This dissertation traces the multigenerational, multi-sited trajectories of the thousands of freed African and African-descended individuals who emigrated from Salvador da Bahia, Brazil to Lagos in present-day Nigeria during the second half of the nineteenth century. In particular, it employs macro-scale digital humanities tools and microhistorical accounts to examine the nexus between mobility, kinship, and freedom for these returnees during a period of immense Atlantic transformation. This study incorporates the individual and collective trajectories of the most understudied members of the emigrant population—including non-elites, women, children, and subordinate dependents—in order to provide a more nuanced and statistically informed picture of the formerly enslaved Africans and their descendants who left Bahia for Lagos.

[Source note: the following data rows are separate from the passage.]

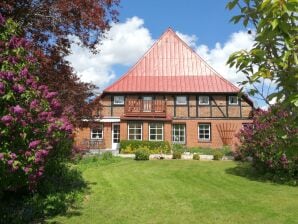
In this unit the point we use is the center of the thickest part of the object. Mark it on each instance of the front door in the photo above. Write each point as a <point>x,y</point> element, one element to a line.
<point>115,135</point>
<point>147,103</point>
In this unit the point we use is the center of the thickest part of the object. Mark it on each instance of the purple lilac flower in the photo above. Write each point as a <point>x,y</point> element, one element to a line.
<point>2,20</point>
<point>34,144</point>
<point>2,88</point>
<point>24,72</point>
<point>18,88</point>
<point>51,95</point>
<point>18,110</point>
<point>7,119</point>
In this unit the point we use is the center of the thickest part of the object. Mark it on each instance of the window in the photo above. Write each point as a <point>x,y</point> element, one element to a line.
<point>233,100</point>
<point>156,131</point>
<point>204,132</point>
<point>97,133</point>
<point>135,131</point>
<point>178,133</point>
<point>203,100</point>
<point>119,100</point>
<point>181,100</point>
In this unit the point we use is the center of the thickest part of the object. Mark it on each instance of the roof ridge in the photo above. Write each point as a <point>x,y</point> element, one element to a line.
<point>140,59</point>
<point>217,73</point>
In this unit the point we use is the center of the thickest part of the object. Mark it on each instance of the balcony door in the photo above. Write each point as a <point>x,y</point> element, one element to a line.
<point>147,103</point>
<point>115,135</point>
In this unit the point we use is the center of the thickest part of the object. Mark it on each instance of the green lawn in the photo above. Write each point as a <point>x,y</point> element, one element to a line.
<point>129,191</point>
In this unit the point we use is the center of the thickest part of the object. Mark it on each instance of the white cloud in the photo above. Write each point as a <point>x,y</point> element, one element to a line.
<point>190,40</point>
<point>217,57</point>
<point>124,44</point>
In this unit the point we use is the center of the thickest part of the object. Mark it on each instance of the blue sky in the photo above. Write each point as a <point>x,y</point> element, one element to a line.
<point>204,25</point>
<point>207,19</point>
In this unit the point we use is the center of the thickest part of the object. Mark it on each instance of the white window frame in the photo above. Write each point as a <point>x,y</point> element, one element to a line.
<point>206,131</point>
<point>97,133</point>
<point>117,100</point>
<point>231,103</point>
<point>156,128</point>
<point>176,138</point>
<point>134,128</point>
<point>181,103</point>
<point>202,97</point>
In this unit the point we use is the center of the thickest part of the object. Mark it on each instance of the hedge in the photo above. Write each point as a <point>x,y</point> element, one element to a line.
<point>130,146</point>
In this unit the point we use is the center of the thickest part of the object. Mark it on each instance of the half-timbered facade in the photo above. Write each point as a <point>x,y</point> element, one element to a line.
<point>170,94</point>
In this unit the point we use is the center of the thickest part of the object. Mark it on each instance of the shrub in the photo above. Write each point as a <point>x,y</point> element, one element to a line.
<point>196,157</point>
<point>130,146</point>
<point>217,155</point>
<point>179,148</point>
<point>142,154</point>
<point>272,142</point>
<point>177,155</point>
<point>107,155</point>
<point>32,123</point>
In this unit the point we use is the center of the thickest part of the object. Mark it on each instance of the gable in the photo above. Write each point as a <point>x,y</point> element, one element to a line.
<point>171,66</point>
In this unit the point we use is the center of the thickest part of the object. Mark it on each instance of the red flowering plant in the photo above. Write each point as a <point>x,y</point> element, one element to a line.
<point>32,121</point>
<point>272,141</point>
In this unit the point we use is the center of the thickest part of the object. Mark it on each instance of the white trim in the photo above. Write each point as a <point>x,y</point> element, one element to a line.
<point>104,120</point>
<point>128,133</point>
<point>162,132</point>
<point>184,103</point>
<point>121,103</point>
<point>201,103</point>
<point>233,103</point>
<point>209,130</point>
<point>100,127</point>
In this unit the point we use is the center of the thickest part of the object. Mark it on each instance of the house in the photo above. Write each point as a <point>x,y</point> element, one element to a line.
<point>170,94</point>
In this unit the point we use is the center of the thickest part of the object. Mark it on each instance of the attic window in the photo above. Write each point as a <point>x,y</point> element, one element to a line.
<point>119,100</point>
<point>233,100</point>
<point>181,100</point>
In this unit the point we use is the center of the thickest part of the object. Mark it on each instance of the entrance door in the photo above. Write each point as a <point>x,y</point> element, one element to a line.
<point>147,103</point>
<point>115,135</point>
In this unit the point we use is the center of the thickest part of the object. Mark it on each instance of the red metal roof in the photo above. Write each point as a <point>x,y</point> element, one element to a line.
<point>170,65</point>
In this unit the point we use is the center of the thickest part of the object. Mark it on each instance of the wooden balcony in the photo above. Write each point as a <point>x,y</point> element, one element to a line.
<point>145,108</point>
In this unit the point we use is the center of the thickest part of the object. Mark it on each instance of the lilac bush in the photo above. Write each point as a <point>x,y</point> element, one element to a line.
<point>32,121</point>
<point>272,141</point>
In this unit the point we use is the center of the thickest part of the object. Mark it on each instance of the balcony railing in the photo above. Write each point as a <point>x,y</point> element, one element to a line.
<point>91,144</point>
<point>145,108</point>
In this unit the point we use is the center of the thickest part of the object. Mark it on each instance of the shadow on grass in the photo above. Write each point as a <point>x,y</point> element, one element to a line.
<point>245,169</point>
<point>58,194</point>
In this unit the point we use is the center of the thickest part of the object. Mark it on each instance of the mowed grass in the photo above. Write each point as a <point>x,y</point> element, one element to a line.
<point>179,191</point>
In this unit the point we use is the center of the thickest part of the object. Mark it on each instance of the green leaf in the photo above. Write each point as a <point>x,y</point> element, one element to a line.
<point>274,24</point>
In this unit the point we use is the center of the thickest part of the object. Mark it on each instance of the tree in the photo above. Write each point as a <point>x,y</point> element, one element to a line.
<point>48,25</point>
<point>274,56</point>
<point>33,126</point>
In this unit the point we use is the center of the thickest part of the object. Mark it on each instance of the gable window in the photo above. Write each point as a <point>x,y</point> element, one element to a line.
<point>119,100</point>
<point>97,133</point>
<point>181,100</point>
<point>233,100</point>
<point>178,133</point>
<point>135,131</point>
<point>203,100</point>
<point>156,131</point>
<point>204,131</point>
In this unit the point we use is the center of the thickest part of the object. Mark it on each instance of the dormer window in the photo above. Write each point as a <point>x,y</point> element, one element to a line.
<point>233,100</point>
<point>119,100</point>
<point>203,100</point>
<point>181,100</point>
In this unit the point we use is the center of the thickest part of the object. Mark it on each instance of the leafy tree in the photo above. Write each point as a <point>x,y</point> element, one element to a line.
<point>48,24</point>
<point>272,141</point>
<point>274,56</point>
<point>32,123</point>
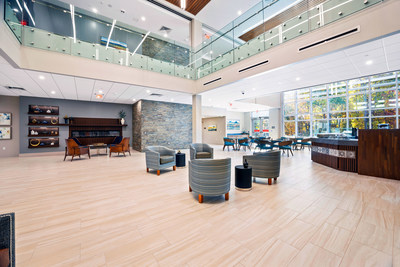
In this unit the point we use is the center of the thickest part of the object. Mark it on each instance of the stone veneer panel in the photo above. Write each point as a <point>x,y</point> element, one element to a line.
<point>161,123</point>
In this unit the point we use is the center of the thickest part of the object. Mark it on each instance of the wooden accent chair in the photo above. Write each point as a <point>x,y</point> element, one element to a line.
<point>121,147</point>
<point>265,165</point>
<point>210,177</point>
<point>74,148</point>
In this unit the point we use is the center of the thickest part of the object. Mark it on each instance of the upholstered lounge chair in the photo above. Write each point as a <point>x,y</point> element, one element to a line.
<point>210,177</point>
<point>265,165</point>
<point>121,147</point>
<point>159,158</point>
<point>201,151</point>
<point>74,148</point>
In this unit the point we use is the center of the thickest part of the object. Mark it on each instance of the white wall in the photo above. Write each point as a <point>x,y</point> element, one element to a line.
<point>230,115</point>
<point>214,137</point>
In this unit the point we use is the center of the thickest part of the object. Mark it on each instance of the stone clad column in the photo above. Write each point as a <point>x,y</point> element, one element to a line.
<point>196,119</point>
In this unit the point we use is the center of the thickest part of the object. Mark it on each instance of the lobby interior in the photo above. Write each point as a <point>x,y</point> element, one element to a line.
<point>199,132</point>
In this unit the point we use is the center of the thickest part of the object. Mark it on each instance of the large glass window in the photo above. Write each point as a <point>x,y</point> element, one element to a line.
<point>362,103</point>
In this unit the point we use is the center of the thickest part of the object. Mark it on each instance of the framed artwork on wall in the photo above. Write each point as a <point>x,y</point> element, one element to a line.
<point>5,118</point>
<point>5,133</point>
<point>212,128</point>
<point>233,125</point>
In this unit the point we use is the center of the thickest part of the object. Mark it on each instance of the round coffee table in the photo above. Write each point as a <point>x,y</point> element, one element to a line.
<point>243,177</point>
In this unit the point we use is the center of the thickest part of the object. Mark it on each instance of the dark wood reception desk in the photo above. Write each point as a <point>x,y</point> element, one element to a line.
<point>375,153</point>
<point>379,153</point>
<point>340,154</point>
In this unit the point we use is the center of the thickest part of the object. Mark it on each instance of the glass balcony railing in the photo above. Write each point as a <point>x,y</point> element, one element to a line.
<point>47,25</point>
<point>266,25</point>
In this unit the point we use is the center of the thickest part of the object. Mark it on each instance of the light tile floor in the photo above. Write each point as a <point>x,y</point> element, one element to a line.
<point>110,212</point>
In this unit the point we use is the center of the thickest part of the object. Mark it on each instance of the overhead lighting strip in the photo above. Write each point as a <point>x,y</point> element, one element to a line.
<point>183,4</point>
<point>29,13</point>
<point>144,38</point>
<point>19,5</point>
<point>109,36</point>
<point>72,8</point>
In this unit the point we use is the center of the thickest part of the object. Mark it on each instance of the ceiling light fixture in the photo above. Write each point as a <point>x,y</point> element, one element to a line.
<point>109,36</point>
<point>19,5</point>
<point>72,8</point>
<point>183,4</point>
<point>144,38</point>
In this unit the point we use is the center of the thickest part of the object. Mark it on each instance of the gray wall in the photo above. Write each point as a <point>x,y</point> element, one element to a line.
<point>10,148</point>
<point>163,124</point>
<point>72,109</point>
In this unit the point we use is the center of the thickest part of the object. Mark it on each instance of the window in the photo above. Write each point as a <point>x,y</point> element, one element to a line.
<point>362,103</point>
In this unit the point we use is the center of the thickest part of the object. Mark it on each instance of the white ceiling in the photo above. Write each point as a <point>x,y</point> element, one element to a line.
<point>75,88</point>
<point>340,65</point>
<point>216,14</point>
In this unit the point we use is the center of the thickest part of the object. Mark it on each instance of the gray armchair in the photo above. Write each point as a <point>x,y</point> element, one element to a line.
<point>159,158</point>
<point>210,177</point>
<point>265,165</point>
<point>201,151</point>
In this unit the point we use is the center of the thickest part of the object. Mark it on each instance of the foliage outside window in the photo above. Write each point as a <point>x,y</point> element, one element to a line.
<point>362,103</point>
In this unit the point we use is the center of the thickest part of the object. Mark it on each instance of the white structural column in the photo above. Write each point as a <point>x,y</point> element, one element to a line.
<point>196,119</point>
<point>196,33</point>
<point>196,36</point>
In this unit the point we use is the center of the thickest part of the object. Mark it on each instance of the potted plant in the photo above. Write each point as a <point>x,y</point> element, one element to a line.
<point>122,116</point>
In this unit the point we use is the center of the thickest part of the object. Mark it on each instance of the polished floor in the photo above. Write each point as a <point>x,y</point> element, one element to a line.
<point>110,212</point>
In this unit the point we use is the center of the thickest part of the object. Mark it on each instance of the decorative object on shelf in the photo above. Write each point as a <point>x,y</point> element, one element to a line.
<point>5,133</point>
<point>5,119</point>
<point>245,164</point>
<point>43,131</point>
<point>43,110</point>
<point>42,120</point>
<point>122,116</point>
<point>43,142</point>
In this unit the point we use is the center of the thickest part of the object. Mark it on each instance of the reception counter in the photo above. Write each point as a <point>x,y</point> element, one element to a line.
<point>340,154</point>
<point>375,153</point>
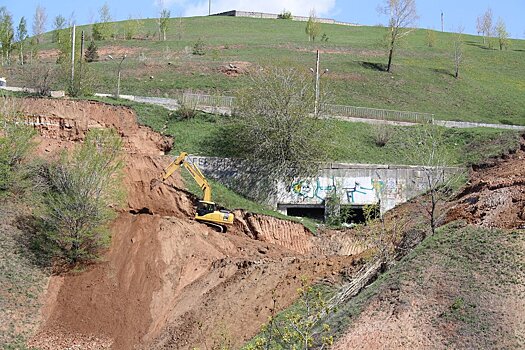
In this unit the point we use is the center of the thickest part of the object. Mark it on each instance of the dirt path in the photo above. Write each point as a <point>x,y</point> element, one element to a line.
<point>167,281</point>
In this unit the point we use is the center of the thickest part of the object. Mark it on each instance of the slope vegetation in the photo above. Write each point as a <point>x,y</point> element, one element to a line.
<point>463,287</point>
<point>490,88</point>
<point>167,281</point>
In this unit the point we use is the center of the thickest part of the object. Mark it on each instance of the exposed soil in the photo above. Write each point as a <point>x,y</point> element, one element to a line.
<point>465,288</point>
<point>167,281</point>
<point>495,196</point>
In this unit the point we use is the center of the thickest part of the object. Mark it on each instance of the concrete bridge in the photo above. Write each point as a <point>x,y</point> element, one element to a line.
<point>355,185</point>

While this dissertation is grounded in Lagos, the circumstances under which its subjects established themselves in the West African port town—including their origins in Yorubaland, their enslavements in Brazil, and their returns to a burgeoning British colony while Atlantic slavery was in its final throes—fundamentally make this an Atlantic project. Using quantitative data derived from the Afro-Brazilian Returnee Database (ABRD), as well as judicial, baptismal, and probate records, British colonial documents, newspapers, land grants, letters of manumission, and passport and passenger lists from archives on three continents, I argue that trans-Atlantic migration and kinship networks shaped returnees’ assertions of freedom and strategies of social mobility on local and Atlantic scales. Further, I find that these individuals undertook multiple voyages and maintained their trans-Atlantic contacts more frequently than previously understood. Finally, by centering Lagos as a crucial node on the Atlantic circuit, I argue that the burgeoning British colony shaped—and was shaped by—these emigrants’ trans-Atlantic understandings and assertions of kinship networks, identities, and freed statuses. Indeed, Lagos served as an important locale for provocative articulations of liberty, which informed Africans’ assertions of freedom in both West Africa and Bahia. In this way, this project sheds new light on the role of African and African-descended migrants in shaping local, transnational, and imperial understandings of what it meant to be free during the last decades of Atlantic slavery and the early years of abolition and colonial rule.